In all these cases a well-understood scientific consensus – which the Alliance for Science re-quantified in the case of climate change – is being distorted by misinformers with an ideological agenda. The study of misinformation is now a huge area of academic interest, and practitioners are finding better ways to combat it in real time.

Climate deniers are on the wrong side of science

4. The mainstream environmental movement has backed away. While the Green Party and the hard Left have been the major opponents of genetic engineering in the past and were the loudest voices against NGTs in the European Parliament, it finds itself in an uncomfortable alliance with the authoritarian political far-right, which opposes genetics for reasons of cultural conservatism or nationalism.

Greenpeace itself is split, with the UK part of the network no longer involved in any anti-biotech campaigning, no doubt because its employees do not want to be aligned with anti-vaxxers and climate deniers as being on the wrong side of science. Some of the bigger environmental NGOs, such as EDF, have signaled a more open-minded approach, and the movement as a whole now has a more single-minded focus on climate in particular. Anti-GMO is yesterday’s campaign if not last decade’s.
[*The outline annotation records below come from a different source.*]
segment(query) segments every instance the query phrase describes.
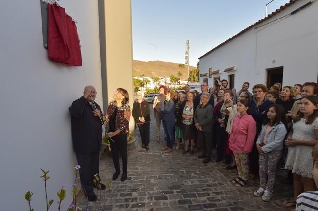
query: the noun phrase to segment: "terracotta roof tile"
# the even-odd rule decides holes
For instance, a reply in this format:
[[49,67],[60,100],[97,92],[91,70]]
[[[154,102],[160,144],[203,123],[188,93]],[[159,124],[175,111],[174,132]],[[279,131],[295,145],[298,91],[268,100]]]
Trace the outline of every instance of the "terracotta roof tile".
[[232,39],[234,39],[234,38],[235,38],[236,37],[237,37],[237,36],[238,36],[239,35],[241,35],[242,34],[243,34],[243,33],[245,32],[246,31],[247,31],[249,29],[251,29],[251,28],[254,27],[254,26],[256,26],[256,25],[259,24],[261,23],[262,23],[263,22],[265,21],[265,20],[268,20],[269,19],[272,18],[273,16],[275,16],[275,15],[276,15],[276,14],[277,14],[277,13],[279,13],[280,11],[282,11],[282,10],[284,10],[285,9],[286,9],[286,8],[288,7],[289,6],[290,6],[290,5],[291,5],[292,4],[294,4],[295,2],[296,2],[296,1],[298,1],[298,0],[290,0],[290,1],[289,1],[289,2],[288,2],[288,3],[286,3],[286,4],[285,4],[284,5],[281,6],[280,7],[279,7],[279,9],[276,9],[276,10],[275,10],[275,11],[273,12],[272,12],[272,13],[271,13],[270,14],[269,14],[267,16],[266,16],[266,17],[265,17],[265,18],[263,18],[263,19],[261,19],[258,20],[258,21],[257,22],[256,22],[256,23],[254,23],[254,24],[253,24],[250,25],[250,26],[249,26],[249,27],[248,27],[245,28],[244,29],[243,29],[243,30],[241,31],[240,32],[239,32],[238,33],[237,33],[237,34],[236,34],[236,35],[234,35],[232,37],[231,37],[231,38],[230,38],[229,39],[228,39],[226,40],[226,41],[224,41],[223,42],[222,42],[222,43],[220,44],[219,45],[218,45],[216,47],[214,47],[214,48],[212,48],[212,49],[210,50],[208,52],[206,53],[205,54],[204,54],[204,55],[203,55],[201,56],[201,57],[199,57],[199,59],[200,59],[201,58],[202,58],[202,57],[204,57],[205,56],[206,56],[206,55],[207,55],[210,54],[210,53],[211,53],[212,52],[212,51],[214,51],[214,50],[216,50],[216,49],[219,48],[220,47],[222,46],[222,45],[223,45],[224,44],[225,44],[227,42],[229,42],[230,41],[231,41],[231,40],[232,40]]

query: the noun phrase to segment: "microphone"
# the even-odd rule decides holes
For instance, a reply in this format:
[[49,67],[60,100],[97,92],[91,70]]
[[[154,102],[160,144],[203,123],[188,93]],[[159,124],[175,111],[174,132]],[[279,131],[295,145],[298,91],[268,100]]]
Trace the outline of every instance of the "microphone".
[[97,109],[97,108],[96,108],[96,105],[95,104],[95,103],[92,103],[92,106],[93,106],[93,109],[94,109],[94,111]]

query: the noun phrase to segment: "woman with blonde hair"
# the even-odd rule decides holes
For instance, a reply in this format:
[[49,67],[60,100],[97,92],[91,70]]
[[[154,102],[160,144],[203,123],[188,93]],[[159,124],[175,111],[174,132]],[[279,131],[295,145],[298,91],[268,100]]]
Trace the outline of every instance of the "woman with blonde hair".
[[295,89],[291,86],[285,86],[280,93],[280,98],[276,100],[276,103],[283,106],[285,114],[287,114],[292,109],[295,101]]
[[120,174],[119,154],[123,161],[123,174],[121,181],[127,179],[128,175],[127,155],[127,135],[129,133],[130,120],[130,107],[128,105],[129,94],[124,89],[118,88],[114,94],[114,100],[110,101],[106,114],[104,125],[109,123],[109,132],[107,134],[110,139],[113,161],[116,172],[113,176],[115,180]]
[[150,106],[148,102],[144,100],[143,93],[140,91],[137,92],[137,100],[132,106],[132,115],[139,129],[141,147],[148,151],[150,141]]

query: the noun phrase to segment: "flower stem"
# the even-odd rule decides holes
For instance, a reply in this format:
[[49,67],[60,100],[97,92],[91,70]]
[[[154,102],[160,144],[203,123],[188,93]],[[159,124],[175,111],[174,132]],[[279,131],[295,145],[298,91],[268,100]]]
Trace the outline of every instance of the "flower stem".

Genetic engineering is being widely used

5. The science moved on. The first generation of ‘GMO’ crops were herbicide-tolerant commodity crops like soybean, corn, and canola. It was easy for urban activists to oppose them, even if farmers found them useful and adopted them over vast areas. Genetic engineering has become so widely used that in just the last month, we’ve seen a purple tomato for home-growers and a glowing houseplant.

Old debates about ‘foreign’ DNA and scary urban myths about fish genes in strawberries are no longer relevant in the age of CRISPR, which is just one of many new molecular tools for genetic modification.

In addition, mRNA vaccines brought a rapid end to the Covid pandemic, something that would never have happened had the activists succeeded in stopping the whole science of genetics. And gene editing in healthcare is emerging as a hugely promising area, covering everything from genetic diseases to new approaches for tackling cancer.

So, is the anti-biotech movement over? Not quite. Misinformers like Dr Mercola and Robert F Kennedy Jr have made lucrative careers trying to scare people about scientific innovations, and they will not give up easily.

The entrenched positions of the dominant environmental NGOs will not be reconsidered anytime soon for fear of sparking a loss of faith in big green brands. The anti-GMO scene’s glory days are well and truly over. But it has cost science a quarter century of delay, an experience the world cannot afford to repeat.


Mark Lynas is a climate change author and campaigner. He is an advisor to the former President of the Maldives, Mohamed Nasheed. He is the research and climate lead with the Alliance for Science, where he has co-authored peer-reviewed papers on vaccines, climate, and GMOs focusing on scientific consensus and misinformation.